Monday, December 29, 2008


Swinging For The Free Market

Here's an item I missed during the Christmas week. The Yankees' acquiring Mark Teixiera made all sorts of headlines. But huge of an increase is that on the Bombers' budget over the past season? Umm, actually, it creates no increase. In fact, the Yankees '09 budget is projected to go down from last year: From $209 million on Opening Day 2008 to somewhere between $201-205 million on OD '09. Yes, that's more than other teams, but so what? In the context of their budget, the Yankees haven't moved into another stratosphere. Furthermore, as the Shysterball blogger notes,
...Let's not go crazy talking about salary caps and manifest injustice and all of that jazz. The Yankees have spent extraordinary amounts of money this decade. The result of that has been the ability to bypass the typical success cycle by never truly cratering competitively and always being in the playoff hunt.

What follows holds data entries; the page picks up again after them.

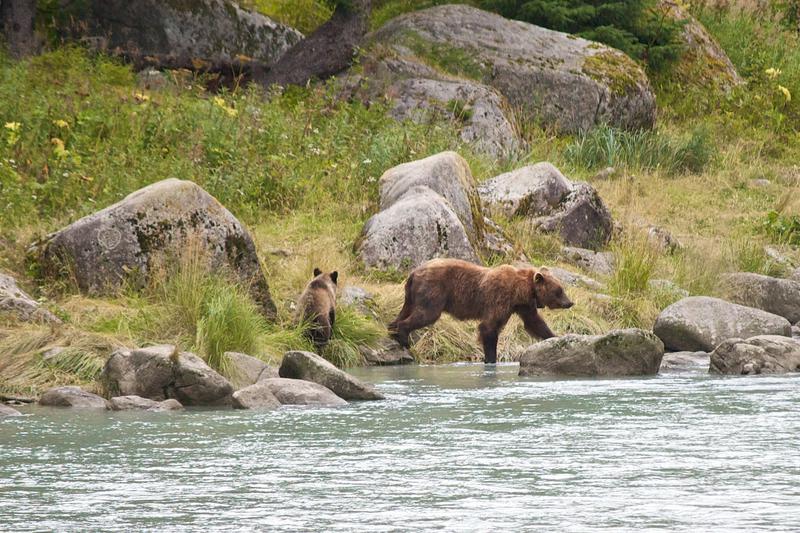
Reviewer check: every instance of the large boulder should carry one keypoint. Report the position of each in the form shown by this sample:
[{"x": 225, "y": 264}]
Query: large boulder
[
  {"x": 300, "y": 392},
  {"x": 763, "y": 354},
  {"x": 559, "y": 79},
  {"x": 214, "y": 33},
  {"x": 161, "y": 372},
  {"x": 775, "y": 295},
  {"x": 16, "y": 302},
  {"x": 311, "y": 367},
  {"x": 256, "y": 396},
  {"x": 701, "y": 323},
  {"x": 72, "y": 397},
  {"x": 622, "y": 352},
  {"x": 132, "y": 238},
  {"x": 418, "y": 227}
]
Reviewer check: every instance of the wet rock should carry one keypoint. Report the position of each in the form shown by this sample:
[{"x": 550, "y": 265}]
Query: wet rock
[
  {"x": 74, "y": 397},
  {"x": 246, "y": 370},
  {"x": 562, "y": 80},
  {"x": 774, "y": 295},
  {"x": 701, "y": 323},
  {"x": 601, "y": 263},
  {"x": 387, "y": 353},
  {"x": 256, "y": 396},
  {"x": 622, "y": 352},
  {"x": 418, "y": 227},
  {"x": 161, "y": 372},
  {"x": 763, "y": 354},
  {"x": 311, "y": 367},
  {"x": 131, "y": 239},
  {"x": 14, "y": 301},
  {"x": 685, "y": 361},
  {"x": 301, "y": 392}
]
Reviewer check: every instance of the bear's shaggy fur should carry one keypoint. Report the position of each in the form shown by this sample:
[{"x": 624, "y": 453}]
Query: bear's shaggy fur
[
  {"x": 317, "y": 305},
  {"x": 471, "y": 292}
]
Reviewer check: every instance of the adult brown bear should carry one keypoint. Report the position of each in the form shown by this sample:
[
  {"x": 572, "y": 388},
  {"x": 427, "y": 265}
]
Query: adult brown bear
[{"x": 471, "y": 292}]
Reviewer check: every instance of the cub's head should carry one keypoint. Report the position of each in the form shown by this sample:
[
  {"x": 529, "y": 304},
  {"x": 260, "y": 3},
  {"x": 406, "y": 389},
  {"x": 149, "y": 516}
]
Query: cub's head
[{"x": 548, "y": 291}]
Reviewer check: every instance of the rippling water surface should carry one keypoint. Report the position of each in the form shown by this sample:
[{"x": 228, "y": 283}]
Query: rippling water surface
[{"x": 452, "y": 448}]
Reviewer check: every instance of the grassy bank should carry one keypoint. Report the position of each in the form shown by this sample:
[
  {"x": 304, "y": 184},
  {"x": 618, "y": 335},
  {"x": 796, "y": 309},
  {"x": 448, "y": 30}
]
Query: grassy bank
[{"x": 300, "y": 169}]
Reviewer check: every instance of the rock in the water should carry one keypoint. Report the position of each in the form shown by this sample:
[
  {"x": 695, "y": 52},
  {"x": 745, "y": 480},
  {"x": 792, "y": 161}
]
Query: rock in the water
[
  {"x": 685, "y": 361},
  {"x": 560, "y": 79},
  {"x": 246, "y": 370},
  {"x": 763, "y": 354},
  {"x": 72, "y": 397},
  {"x": 256, "y": 396},
  {"x": 214, "y": 33},
  {"x": 301, "y": 392},
  {"x": 533, "y": 190},
  {"x": 5, "y": 411},
  {"x": 418, "y": 227},
  {"x": 311, "y": 367},
  {"x": 130, "y": 403},
  {"x": 701, "y": 323},
  {"x": 161, "y": 372},
  {"x": 622, "y": 352},
  {"x": 134, "y": 237},
  {"x": 777, "y": 296},
  {"x": 387, "y": 353},
  {"x": 601, "y": 263},
  {"x": 15, "y": 301}
]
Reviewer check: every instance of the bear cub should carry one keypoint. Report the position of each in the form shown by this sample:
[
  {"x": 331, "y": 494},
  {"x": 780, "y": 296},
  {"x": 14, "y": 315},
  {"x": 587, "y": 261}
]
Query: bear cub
[
  {"x": 317, "y": 306},
  {"x": 470, "y": 292}
]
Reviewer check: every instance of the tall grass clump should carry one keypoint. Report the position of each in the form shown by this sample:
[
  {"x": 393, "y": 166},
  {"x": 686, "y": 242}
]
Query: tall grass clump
[{"x": 605, "y": 146}]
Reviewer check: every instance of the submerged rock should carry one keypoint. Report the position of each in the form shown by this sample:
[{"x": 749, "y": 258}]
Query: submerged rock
[
  {"x": 311, "y": 367},
  {"x": 161, "y": 372},
  {"x": 763, "y": 354},
  {"x": 701, "y": 323},
  {"x": 623, "y": 352},
  {"x": 301, "y": 392},
  {"x": 74, "y": 397},
  {"x": 132, "y": 239}
]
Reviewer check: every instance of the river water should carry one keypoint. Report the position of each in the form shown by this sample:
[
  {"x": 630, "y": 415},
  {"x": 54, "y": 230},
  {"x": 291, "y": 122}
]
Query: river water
[{"x": 453, "y": 448}]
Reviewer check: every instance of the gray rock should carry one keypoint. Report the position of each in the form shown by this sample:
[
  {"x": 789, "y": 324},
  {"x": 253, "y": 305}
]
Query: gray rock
[
  {"x": 562, "y": 80},
  {"x": 622, "y": 352},
  {"x": 775, "y": 295},
  {"x": 601, "y": 263},
  {"x": 131, "y": 403},
  {"x": 763, "y": 354},
  {"x": 173, "y": 34},
  {"x": 478, "y": 109},
  {"x": 15, "y": 301},
  {"x": 74, "y": 397},
  {"x": 387, "y": 353},
  {"x": 6, "y": 411},
  {"x": 685, "y": 361},
  {"x": 301, "y": 392},
  {"x": 448, "y": 175},
  {"x": 134, "y": 237},
  {"x": 256, "y": 396},
  {"x": 418, "y": 227},
  {"x": 533, "y": 190},
  {"x": 246, "y": 370},
  {"x": 701, "y": 323},
  {"x": 161, "y": 372},
  {"x": 311, "y": 367}
]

The result of that has not been the disruption of overall competitive balance or the prevention of success on the part of the other teams such that radical changes are necessary, let alone desirable.

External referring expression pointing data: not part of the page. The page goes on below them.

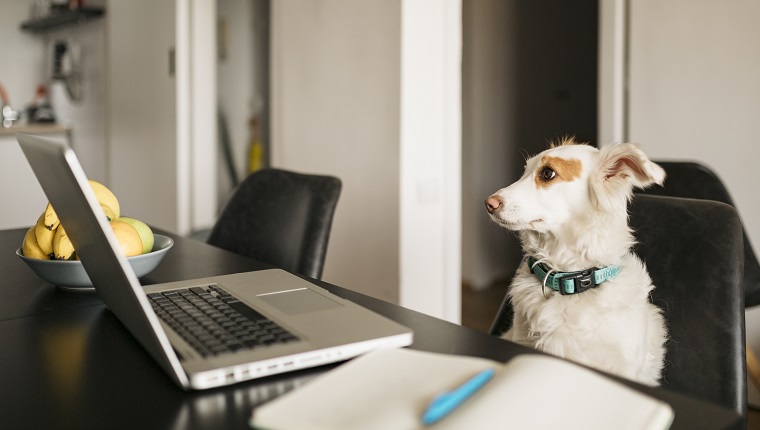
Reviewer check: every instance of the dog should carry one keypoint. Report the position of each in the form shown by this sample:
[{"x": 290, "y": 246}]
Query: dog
[{"x": 580, "y": 293}]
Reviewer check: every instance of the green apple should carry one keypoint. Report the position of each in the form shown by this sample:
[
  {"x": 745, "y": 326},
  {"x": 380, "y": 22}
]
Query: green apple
[{"x": 146, "y": 234}]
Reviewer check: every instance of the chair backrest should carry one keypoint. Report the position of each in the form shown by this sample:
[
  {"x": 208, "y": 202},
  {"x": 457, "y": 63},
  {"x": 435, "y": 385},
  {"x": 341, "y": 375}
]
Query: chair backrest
[
  {"x": 694, "y": 254},
  {"x": 697, "y": 181},
  {"x": 282, "y": 218}
]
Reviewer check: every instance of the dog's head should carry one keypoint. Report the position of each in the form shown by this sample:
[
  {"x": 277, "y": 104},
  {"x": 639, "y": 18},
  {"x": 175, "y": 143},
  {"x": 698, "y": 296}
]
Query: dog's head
[{"x": 571, "y": 183}]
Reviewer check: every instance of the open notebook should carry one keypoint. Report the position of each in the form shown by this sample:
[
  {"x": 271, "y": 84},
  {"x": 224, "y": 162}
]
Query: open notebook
[{"x": 391, "y": 389}]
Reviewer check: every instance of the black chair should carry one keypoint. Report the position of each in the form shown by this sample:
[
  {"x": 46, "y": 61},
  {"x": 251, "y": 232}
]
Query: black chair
[
  {"x": 694, "y": 254},
  {"x": 693, "y": 250},
  {"x": 282, "y": 218},
  {"x": 696, "y": 181}
]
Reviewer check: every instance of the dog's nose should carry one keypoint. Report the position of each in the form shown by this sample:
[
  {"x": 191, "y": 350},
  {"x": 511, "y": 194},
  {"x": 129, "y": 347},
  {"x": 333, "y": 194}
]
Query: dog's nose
[{"x": 492, "y": 204}]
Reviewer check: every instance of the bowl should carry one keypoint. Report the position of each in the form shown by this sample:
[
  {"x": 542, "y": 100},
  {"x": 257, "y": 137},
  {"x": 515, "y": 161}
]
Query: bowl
[{"x": 70, "y": 274}]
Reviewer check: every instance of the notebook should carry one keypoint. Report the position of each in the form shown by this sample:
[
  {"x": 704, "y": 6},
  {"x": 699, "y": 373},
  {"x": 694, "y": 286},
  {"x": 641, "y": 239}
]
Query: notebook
[
  {"x": 288, "y": 322},
  {"x": 391, "y": 389}
]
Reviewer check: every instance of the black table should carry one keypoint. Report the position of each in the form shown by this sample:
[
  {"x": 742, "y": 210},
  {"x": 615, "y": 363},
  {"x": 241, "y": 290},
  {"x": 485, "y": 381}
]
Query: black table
[{"x": 67, "y": 362}]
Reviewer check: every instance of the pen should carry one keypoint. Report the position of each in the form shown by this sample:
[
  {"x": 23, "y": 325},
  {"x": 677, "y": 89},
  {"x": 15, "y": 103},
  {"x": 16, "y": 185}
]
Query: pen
[{"x": 444, "y": 403}]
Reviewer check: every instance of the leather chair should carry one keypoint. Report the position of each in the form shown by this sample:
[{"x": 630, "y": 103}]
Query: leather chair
[
  {"x": 281, "y": 218},
  {"x": 693, "y": 250},
  {"x": 694, "y": 254},
  {"x": 696, "y": 181}
]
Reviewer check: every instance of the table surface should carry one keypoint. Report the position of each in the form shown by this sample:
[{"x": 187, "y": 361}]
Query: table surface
[{"x": 67, "y": 362}]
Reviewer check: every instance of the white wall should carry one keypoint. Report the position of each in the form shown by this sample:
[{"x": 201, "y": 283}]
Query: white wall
[
  {"x": 337, "y": 100},
  {"x": 335, "y": 110}
]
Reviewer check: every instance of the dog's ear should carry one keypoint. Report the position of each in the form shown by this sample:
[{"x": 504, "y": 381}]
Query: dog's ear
[{"x": 622, "y": 167}]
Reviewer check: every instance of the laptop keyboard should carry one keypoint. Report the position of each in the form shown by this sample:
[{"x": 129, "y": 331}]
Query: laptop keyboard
[{"x": 214, "y": 322}]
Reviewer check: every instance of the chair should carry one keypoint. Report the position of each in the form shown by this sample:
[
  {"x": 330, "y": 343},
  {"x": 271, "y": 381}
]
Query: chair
[
  {"x": 281, "y": 218},
  {"x": 693, "y": 251},
  {"x": 695, "y": 180}
]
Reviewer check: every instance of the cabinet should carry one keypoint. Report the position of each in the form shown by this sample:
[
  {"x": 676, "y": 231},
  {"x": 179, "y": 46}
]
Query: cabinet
[{"x": 62, "y": 19}]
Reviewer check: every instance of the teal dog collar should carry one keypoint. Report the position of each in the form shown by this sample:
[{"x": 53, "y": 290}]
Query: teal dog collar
[{"x": 571, "y": 282}]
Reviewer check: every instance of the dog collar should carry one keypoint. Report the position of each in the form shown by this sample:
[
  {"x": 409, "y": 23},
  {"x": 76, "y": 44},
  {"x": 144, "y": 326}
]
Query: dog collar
[{"x": 571, "y": 282}]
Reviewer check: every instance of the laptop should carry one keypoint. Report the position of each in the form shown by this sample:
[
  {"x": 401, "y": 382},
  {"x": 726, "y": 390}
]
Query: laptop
[{"x": 213, "y": 331}]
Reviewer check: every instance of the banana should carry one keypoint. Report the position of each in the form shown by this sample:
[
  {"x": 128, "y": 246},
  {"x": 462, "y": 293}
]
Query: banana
[
  {"x": 44, "y": 236},
  {"x": 106, "y": 197},
  {"x": 110, "y": 215},
  {"x": 51, "y": 218},
  {"x": 30, "y": 247},
  {"x": 63, "y": 249}
]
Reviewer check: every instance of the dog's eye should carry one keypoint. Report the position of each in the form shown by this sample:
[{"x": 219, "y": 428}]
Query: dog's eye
[{"x": 547, "y": 174}]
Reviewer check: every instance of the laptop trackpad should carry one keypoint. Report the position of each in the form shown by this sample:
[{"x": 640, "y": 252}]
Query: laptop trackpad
[{"x": 295, "y": 302}]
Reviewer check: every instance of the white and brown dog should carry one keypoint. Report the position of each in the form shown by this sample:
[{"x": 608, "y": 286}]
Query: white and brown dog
[{"x": 580, "y": 292}]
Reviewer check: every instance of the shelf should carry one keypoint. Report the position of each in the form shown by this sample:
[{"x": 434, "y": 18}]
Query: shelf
[{"x": 63, "y": 18}]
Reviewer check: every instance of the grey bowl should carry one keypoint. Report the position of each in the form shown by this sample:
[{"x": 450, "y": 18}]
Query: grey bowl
[{"x": 70, "y": 274}]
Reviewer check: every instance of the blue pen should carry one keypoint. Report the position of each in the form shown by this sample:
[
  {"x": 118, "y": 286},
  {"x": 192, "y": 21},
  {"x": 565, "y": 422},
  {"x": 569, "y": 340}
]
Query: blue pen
[{"x": 444, "y": 403}]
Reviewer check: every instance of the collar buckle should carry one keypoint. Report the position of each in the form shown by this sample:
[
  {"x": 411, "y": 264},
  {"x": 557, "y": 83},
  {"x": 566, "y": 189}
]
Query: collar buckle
[{"x": 582, "y": 281}]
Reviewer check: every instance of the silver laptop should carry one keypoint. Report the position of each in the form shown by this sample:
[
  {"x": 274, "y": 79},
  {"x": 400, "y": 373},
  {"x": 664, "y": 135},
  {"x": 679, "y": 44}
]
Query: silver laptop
[{"x": 260, "y": 323}]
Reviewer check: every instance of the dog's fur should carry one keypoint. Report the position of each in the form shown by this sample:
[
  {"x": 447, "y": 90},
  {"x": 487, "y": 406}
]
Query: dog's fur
[{"x": 570, "y": 209}]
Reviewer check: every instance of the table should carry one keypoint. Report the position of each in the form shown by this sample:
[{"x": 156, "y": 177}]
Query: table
[{"x": 67, "y": 362}]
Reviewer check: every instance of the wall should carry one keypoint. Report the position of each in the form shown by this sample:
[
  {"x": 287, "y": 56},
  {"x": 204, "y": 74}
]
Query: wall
[
  {"x": 340, "y": 106},
  {"x": 530, "y": 75},
  {"x": 489, "y": 156},
  {"x": 335, "y": 110}
]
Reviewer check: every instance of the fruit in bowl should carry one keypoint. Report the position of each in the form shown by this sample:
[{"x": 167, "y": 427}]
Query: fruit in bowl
[
  {"x": 70, "y": 274},
  {"x": 49, "y": 252}
]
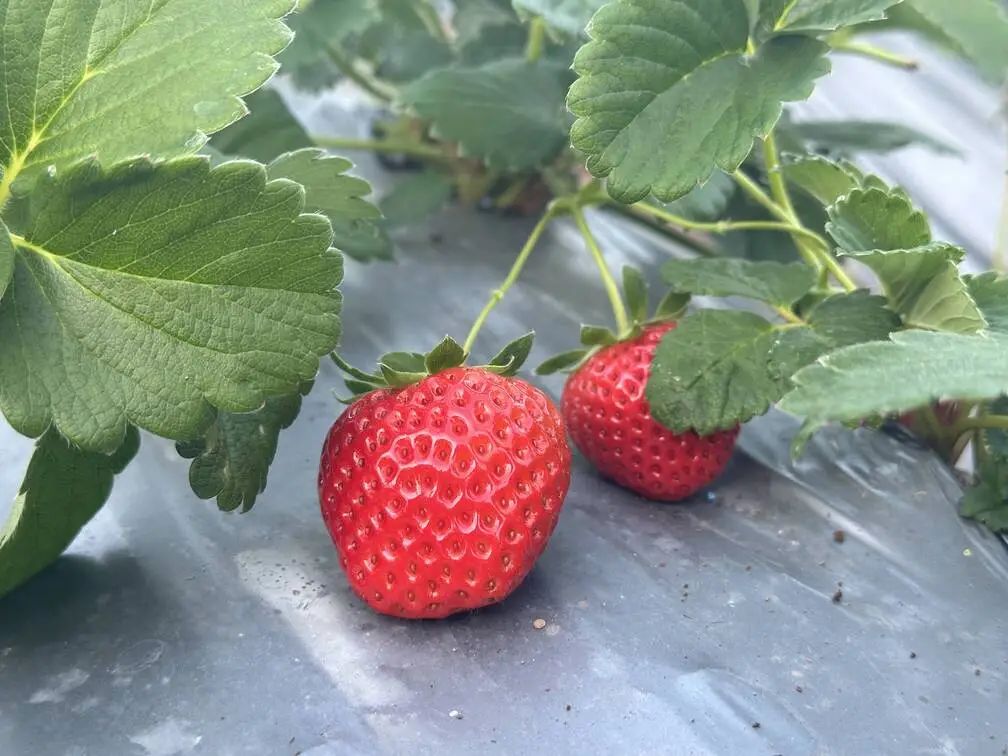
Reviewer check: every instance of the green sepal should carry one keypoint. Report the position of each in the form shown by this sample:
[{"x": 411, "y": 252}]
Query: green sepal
[
  {"x": 400, "y": 378},
  {"x": 672, "y": 306},
  {"x": 509, "y": 360},
  {"x": 562, "y": 361},
  {"x": 346, "y": 367},
  {"x": 448, "y": 354},
  {"x": 404, "y": 362},
  {"x": 635, "y": 293},
  {"x": 361, "y": 387},
  {"x": 597, "y": 336}
]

I will grant you that the former point is somewhat disheartening, but it is certainly not devastating. If you don't like Tampa Bay as an example of why the Yankees' spending isn't terrible (i.e. because it took a decade in the wilderness for the Rays to get where they are) I'll give you the Angels. Or the White Sox. Or the Phillies. Or the Twins. Or the Marlins. Or the Cardinals. Or any other team that has found success without spending $200 million.
In fact, since the Yankees last won in 2000, seven different teams have won the World Series, the Red Sox being the only repeat champion (though the Beantowners were in the Top Four in spending). What happened during that same period in the salary-cap sports? In the NBA, the Los Angeles Lakers won the title three times (and making the finals two other times), the San Antonio Spurs twice, the Pistons won one championship, lost another and have made the conference finals five years in a row. In the NFL, the Patriots won the Super Bowl three times and made it to another.

But, because of the New York Yankees, baseball has a competitive balance problem? (Speaking of which, how is it that the NFL -- the paragon of "parity" in sports -- managed to produce both an undefeated team and a winless club in consecutive years?)